In May of 2013 I travelled back to the Pilbara to continue working on a new book that was near to completion.
The weather turned out to be no good: cloudy everyday and raining often. Weather totally anathema to the concept of the Northern Dry Season.
So rather than sit down and moan about the weather, and with the help of a very good friend Susan Shirtliff and her partner Stephen, I got stuck into Roebourne and photographed and interviewed some of the people of that town: a town that will be subject to enormous change in the coming years.
The project fits with my desire to capture aspects of occupations, peoples, landscapes and lifestyles that are rapidly disappearing.
The journey proved to be one of the more incredible of my life. I aimed to spend the better part of a day with each subject so that I could drive into the essence of who they were as people.
On more than one occasions people shed tears. For some I felt it to be a therapeutic process. It helped me become a better listener. I quietly shed a tear on more than one occasion. The stories were moving and very powerful: contrary to the perceptions most people have of Roebourne.
I photographed one who had worked on the hydrogen bomb tests in the Central Pacific in the 1950s. It was his job to retrieve the cameras after the bombs went off. He wore a protective suit which got hosed down and burnt after the bombs went off. He described trees falling as dominoes with the impact of the blast. Dead fish. Lots of dead birds. An incredible sound that no-one could ever prepare one for.
I photographed another that lost four brothers to mesothelioma. Three worked on the trucks from Wittenoom.
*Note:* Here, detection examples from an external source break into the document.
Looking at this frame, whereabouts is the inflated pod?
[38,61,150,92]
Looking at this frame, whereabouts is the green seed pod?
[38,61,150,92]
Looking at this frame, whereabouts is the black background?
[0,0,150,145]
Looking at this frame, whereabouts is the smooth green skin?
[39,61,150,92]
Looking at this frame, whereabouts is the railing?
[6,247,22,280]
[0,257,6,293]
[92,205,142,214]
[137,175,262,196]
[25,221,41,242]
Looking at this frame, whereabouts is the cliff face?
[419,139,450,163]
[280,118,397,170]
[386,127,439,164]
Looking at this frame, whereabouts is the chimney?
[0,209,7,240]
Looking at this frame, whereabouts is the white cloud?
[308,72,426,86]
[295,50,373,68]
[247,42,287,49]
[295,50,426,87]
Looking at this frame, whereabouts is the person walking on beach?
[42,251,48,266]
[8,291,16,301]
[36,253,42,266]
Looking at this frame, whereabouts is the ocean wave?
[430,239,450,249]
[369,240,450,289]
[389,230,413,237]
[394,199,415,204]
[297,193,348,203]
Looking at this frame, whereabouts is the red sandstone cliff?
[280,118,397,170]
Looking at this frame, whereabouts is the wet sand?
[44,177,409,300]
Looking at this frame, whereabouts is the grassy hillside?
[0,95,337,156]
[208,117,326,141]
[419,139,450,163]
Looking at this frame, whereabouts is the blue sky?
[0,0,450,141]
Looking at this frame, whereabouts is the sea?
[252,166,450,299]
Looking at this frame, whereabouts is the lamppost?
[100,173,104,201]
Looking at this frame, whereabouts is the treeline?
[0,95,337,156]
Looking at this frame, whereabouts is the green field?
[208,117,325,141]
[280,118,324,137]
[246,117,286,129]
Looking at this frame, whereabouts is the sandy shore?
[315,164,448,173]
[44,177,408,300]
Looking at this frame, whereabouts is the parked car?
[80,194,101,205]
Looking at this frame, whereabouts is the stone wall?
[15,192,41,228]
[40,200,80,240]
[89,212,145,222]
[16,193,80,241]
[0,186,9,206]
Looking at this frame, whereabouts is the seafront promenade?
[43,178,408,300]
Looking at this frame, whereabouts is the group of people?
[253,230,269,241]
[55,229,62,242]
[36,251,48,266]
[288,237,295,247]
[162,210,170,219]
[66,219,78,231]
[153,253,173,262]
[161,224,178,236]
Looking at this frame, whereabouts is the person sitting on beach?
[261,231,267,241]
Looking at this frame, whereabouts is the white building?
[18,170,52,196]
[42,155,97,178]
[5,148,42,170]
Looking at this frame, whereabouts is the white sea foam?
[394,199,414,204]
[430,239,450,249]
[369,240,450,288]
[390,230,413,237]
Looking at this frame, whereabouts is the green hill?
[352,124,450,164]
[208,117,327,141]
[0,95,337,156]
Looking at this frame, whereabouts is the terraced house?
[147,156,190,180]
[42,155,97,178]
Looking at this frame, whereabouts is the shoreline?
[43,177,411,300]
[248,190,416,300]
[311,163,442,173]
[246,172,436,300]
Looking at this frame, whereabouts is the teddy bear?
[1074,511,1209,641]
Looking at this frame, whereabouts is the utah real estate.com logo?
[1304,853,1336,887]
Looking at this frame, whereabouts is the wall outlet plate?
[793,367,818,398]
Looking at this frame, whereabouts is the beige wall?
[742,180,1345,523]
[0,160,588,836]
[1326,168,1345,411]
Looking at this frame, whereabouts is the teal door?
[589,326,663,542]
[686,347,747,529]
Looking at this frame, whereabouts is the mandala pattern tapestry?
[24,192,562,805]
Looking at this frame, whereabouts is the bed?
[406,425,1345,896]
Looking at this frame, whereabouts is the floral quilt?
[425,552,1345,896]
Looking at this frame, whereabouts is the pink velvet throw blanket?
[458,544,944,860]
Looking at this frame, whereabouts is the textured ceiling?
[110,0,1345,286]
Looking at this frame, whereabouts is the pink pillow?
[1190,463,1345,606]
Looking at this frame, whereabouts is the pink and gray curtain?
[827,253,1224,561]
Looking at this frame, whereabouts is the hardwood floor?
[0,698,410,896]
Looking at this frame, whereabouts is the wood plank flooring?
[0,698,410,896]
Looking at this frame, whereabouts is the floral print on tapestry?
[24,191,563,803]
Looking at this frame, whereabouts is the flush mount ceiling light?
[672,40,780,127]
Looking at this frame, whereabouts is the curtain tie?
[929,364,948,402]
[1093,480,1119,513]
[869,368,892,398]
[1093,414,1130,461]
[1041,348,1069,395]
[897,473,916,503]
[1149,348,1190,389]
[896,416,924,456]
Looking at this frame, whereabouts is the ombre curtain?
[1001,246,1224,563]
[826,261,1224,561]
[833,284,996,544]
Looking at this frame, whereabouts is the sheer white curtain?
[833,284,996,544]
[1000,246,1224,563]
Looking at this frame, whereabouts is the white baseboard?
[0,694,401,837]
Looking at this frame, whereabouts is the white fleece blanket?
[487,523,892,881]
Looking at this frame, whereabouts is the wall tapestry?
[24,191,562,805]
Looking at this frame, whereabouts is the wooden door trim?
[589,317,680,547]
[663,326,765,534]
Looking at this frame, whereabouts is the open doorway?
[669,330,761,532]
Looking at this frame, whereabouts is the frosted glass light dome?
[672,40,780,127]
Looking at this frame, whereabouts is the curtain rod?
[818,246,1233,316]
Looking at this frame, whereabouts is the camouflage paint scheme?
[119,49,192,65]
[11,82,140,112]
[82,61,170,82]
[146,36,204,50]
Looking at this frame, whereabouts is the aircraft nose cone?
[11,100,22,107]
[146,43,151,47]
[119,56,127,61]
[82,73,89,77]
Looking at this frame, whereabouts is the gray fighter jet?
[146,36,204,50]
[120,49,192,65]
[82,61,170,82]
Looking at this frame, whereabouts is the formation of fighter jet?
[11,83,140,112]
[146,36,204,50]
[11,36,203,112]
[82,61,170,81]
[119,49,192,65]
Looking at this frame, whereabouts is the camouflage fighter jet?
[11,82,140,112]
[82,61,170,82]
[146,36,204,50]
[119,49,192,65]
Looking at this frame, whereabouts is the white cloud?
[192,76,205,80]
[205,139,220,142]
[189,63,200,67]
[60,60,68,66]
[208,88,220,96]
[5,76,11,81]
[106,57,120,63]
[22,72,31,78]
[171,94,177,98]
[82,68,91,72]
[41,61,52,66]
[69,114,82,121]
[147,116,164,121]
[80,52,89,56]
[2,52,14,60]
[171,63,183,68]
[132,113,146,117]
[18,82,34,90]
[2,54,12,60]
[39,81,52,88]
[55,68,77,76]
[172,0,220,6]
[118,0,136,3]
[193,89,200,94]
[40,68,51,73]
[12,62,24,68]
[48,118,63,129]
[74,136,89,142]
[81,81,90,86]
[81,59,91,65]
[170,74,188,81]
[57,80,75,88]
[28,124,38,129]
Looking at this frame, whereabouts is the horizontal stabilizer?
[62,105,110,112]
One had no exposure to asbestos other than that kicked up by the sheep as they walked over broken asbestos bags that had fallen off the trucks.
Another described the death of his sister in a car accident on gruesome and sickening detail. It still moves me that story to now.
Still others moved me with how they had turned their lives around. In and out of jail, battling the booze, now powerful community leaders determined to improve the lives of the people in their fold and steer them away from the mistakes they had made. Their inner strength was incredible.
And there were two other Aboriginal women I met on different days while scouting for subjects. Cracker stories. Cracker people. One had slammed the bottle, drugs and everything else, been in jail for twelve years for murder, but revelled in her past. She'd not wasted a day.
My experience with Roebourne showed that stereotypes are just that. Generalisations that miss the essence of a person or people. If we accept generalisations too readily we close our eyes to so many incredible possibilities (exception being Freo supporters!)